LaRouche denuncia la Oficina de Ética del Congreso por anticonstitucional

2 de agosto de 2010

2 de agosto de 2010 — Lyndon LaRouche se fue al meollo del asunto en la campaña racista que está encabezando el gobierno de Obama en contra de congresistas selectos, como los demócratas Charles Rangel (Nueva York) y Maxine Waters (California), utilizando la Oficina de Ética del Congreso (OCE por siglas en inglés) para tratar de aniquilar a sus oponentes políticos acusándolos de "corrupción".

"La OCE no es un cuerpo elegido y no tiene facultades de gobierno", declaró LaRouche. "Es totalmente anticonstitucional. Está podrida y se tiene que erradicar. La forma en cómo se comporta esta cosa y la forma en que funciona, es contraria a la intención de la Constitución. Así que si emite un fallo anticonstitucional, se debe reconocer como anticonstitucional. Y tiene que haber una intervención en donde se diga: esto tiene que arrojarse a la basura, porque los procedimientos fueron anticonstitucionales por naturaleza".

"La cuestión es que, no puede haber un sustituto de la Constitución. Si no le gusta lo que hace la Constitución, en los efectos de su aplicación, entonces tienes que plantear otras cuestiones".

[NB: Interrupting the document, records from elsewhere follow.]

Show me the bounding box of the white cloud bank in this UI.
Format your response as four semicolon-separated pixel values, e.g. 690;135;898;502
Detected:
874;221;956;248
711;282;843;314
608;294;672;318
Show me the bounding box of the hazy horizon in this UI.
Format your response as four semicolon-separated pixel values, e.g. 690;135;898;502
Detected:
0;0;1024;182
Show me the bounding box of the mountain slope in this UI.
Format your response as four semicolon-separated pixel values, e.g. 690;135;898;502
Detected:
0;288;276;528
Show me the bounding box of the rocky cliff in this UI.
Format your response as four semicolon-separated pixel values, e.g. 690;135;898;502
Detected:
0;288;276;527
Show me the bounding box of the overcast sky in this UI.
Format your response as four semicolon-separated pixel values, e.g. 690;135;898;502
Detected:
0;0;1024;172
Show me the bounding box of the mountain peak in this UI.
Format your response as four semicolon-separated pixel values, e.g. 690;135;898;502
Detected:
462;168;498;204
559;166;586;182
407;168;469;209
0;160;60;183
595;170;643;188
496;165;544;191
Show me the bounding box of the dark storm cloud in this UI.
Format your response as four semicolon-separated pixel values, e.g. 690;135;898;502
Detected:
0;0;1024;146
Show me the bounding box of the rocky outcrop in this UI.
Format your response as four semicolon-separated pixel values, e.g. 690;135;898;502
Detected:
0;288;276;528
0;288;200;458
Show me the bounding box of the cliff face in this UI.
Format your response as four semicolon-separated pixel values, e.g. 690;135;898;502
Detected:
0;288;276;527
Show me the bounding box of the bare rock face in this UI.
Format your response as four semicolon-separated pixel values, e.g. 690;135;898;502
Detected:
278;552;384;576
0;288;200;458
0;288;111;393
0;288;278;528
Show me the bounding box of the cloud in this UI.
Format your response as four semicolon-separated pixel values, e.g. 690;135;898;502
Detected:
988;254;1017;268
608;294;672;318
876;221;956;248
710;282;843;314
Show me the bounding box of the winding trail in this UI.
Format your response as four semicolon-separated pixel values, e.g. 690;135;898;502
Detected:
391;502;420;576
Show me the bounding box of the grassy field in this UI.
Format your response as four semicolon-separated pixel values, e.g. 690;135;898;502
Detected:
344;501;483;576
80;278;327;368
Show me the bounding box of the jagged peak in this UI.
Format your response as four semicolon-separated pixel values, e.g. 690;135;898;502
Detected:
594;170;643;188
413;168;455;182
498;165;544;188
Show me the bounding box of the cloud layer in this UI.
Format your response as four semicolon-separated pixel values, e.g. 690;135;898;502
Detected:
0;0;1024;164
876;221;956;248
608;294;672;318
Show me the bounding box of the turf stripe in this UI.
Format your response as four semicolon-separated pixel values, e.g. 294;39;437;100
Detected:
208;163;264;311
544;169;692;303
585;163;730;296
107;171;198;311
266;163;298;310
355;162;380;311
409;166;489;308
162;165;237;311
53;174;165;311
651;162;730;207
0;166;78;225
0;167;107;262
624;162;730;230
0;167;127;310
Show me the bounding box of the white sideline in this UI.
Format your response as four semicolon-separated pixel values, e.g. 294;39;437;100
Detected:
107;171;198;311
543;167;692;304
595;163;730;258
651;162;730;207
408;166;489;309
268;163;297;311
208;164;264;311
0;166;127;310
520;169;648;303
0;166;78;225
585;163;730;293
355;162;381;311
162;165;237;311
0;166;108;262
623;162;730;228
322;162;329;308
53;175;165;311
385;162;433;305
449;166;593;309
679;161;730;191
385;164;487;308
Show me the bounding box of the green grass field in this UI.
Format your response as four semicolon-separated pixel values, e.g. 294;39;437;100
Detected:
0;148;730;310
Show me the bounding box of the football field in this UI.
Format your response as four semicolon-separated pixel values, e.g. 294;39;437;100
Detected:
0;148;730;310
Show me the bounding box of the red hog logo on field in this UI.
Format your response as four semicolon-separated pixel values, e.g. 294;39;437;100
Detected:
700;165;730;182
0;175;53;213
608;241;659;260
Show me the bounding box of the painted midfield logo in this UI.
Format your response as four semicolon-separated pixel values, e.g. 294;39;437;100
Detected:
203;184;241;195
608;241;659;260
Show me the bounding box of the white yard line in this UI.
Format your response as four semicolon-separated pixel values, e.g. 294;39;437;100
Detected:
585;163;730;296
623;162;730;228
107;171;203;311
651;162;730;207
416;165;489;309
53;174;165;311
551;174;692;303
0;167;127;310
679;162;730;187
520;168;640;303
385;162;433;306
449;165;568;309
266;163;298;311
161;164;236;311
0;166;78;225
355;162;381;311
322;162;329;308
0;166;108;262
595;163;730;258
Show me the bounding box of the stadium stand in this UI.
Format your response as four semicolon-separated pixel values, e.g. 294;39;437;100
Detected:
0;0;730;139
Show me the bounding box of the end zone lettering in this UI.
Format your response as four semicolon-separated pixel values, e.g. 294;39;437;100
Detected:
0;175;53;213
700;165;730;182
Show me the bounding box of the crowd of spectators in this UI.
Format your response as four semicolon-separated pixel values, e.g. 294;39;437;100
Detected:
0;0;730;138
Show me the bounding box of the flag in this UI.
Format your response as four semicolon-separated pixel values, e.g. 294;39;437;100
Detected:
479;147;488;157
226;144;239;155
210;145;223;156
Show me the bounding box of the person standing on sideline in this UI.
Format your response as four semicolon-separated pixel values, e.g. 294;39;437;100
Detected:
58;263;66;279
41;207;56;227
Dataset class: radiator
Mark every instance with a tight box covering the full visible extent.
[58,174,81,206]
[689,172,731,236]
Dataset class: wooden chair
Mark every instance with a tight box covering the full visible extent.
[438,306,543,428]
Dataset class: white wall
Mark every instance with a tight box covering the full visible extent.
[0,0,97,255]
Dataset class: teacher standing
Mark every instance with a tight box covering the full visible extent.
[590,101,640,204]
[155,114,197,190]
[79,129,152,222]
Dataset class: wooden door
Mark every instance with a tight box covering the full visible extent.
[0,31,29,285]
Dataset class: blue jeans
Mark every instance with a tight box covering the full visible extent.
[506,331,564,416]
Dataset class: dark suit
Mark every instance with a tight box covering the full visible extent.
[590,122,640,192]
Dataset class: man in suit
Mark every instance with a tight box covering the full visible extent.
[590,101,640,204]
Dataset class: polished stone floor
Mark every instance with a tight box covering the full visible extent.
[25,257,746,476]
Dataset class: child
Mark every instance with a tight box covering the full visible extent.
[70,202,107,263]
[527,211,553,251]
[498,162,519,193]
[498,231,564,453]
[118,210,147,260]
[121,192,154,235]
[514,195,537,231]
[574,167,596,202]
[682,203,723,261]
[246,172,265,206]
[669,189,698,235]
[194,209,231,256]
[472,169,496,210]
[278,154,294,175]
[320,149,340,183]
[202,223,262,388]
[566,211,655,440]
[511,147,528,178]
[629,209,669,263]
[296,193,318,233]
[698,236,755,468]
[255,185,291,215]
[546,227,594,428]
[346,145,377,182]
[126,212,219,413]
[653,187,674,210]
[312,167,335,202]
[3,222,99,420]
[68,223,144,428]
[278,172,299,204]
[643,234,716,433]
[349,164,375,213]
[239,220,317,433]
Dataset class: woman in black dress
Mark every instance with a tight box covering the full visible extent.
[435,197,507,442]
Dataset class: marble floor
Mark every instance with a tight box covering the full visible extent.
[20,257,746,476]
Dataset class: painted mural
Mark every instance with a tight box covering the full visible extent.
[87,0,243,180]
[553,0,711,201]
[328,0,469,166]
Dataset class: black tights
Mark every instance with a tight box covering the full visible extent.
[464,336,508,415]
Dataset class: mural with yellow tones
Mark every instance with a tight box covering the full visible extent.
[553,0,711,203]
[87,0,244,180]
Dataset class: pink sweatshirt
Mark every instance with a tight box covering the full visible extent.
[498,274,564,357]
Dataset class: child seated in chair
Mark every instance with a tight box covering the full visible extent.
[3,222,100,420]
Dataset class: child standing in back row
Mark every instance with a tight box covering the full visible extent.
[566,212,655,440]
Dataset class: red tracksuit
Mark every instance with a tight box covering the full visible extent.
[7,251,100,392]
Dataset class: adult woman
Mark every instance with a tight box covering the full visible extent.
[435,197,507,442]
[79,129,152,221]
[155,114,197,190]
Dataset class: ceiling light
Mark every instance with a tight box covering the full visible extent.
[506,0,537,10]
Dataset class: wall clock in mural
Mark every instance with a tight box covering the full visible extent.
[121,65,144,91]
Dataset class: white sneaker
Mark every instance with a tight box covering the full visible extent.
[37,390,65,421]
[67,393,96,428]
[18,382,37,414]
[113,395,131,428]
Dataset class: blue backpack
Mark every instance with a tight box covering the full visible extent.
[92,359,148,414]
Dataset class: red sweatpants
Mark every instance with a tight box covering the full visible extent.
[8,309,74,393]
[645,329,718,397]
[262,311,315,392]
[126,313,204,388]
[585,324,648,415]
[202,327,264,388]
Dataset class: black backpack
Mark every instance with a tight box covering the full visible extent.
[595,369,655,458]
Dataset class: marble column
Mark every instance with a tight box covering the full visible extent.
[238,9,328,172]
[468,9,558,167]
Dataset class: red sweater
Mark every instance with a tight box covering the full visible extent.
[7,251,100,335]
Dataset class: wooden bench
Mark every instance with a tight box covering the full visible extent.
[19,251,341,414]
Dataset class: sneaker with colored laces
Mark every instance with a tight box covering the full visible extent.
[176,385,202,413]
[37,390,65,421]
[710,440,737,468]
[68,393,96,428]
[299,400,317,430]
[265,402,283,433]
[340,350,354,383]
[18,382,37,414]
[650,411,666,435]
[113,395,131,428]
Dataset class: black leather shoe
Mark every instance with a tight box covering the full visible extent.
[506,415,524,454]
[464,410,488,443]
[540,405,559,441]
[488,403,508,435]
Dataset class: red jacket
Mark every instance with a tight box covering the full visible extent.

"Se tienen que desacreditar" esas operaciones golpistas de la OCE con motivos políticos, señaló LaRouche, "El problema es que el presidente actual está utilizando esta cosa, junto con sus cómplices en las dos ramas del Congreso, para llevar a cabo este tipo de cosas. Debería prohibirse su uso en cualquier tiempo futuro. No es una función legítima del gobierno".

Además de los ataques en contra del congresista Rangel, la OCE está a punto de enviar los "cargos" a la Comisión de Ética de la Cámara de Representantes en contra de la congresista Maxine Waters, quien ha dejado en claro, al igual que Rangel, que no tiene intenciones de llegar a una componenda para evitar el enjuiciamiento en la Cámara de Representantes, si llega a eso.

La OCE fue creada mediante la Resolución 895 de la Cámara de Representantes el 11 de marzo de 2008, como un cuerpo independiente de seis individuos —ninguno de ellos congresista en funciones— escogidos a dedo por quien presida la Cámara de Representantes y el dirigente de la bancada de minoría de la misma Cámara. Cuando se aprobó, el congresista demócrata Neil Aberbrombie (Hawai) esgrimió argumentos en contra de la OCE, diciendo que sus sugerencias podrían interpretarse como equivalentes a un veredicto de culpabilidad."Cualquier otra conclusión por parte de la Comisión de Ética de la Cámara de Representantes se consideraría como un encubrimiento". Abercrombie también destacó que el proyecto de ley dejaba abierto de donde debían de provenir las denuncias: "No me puedo imaginar de donde provienen las denuncias sobre ética. ¿Las dejan tiradas en la puerta"?

En verdad el proceso se parece al del Imperio Veneciano, cuando mediante una nota se podían hacer acusaciones, dejándola en la boca de uno de los leones de piedra frente al palacio del Dux, y el mortal Consejo de los 10 sellaba después en secreto el destino de la víctima. El gobierno de Obama, con su política de "Ejecutivo Unitario", de crear cuerpos no electos para llevar a cabo las políticas fascistas (como el Consejo Consultivo Independiente para la Salud, y la "comisión bazofia' para los recortes presupuestales), está operando en la mejor tradición de los imperios veneciano y británico.

Desde que se creó en el 2008, la OCE ha puesto de blanco básicamente a miembros afroamericanos del Congreso. El 28 de mayo de 2010 la congresista demócrata Marsha Fudge (Ohio) introdujo una legislación que limitaría seriamente la capacidad de la OCE para publicar "acusaciones" no probadas que sin embargo causan daño, con el fin de aterrorizar a sus acusadaos para que renuncien. La resolución de Fudge tiene el respaldo de otros 19 miembros del Comité Afroamericano del Congreso.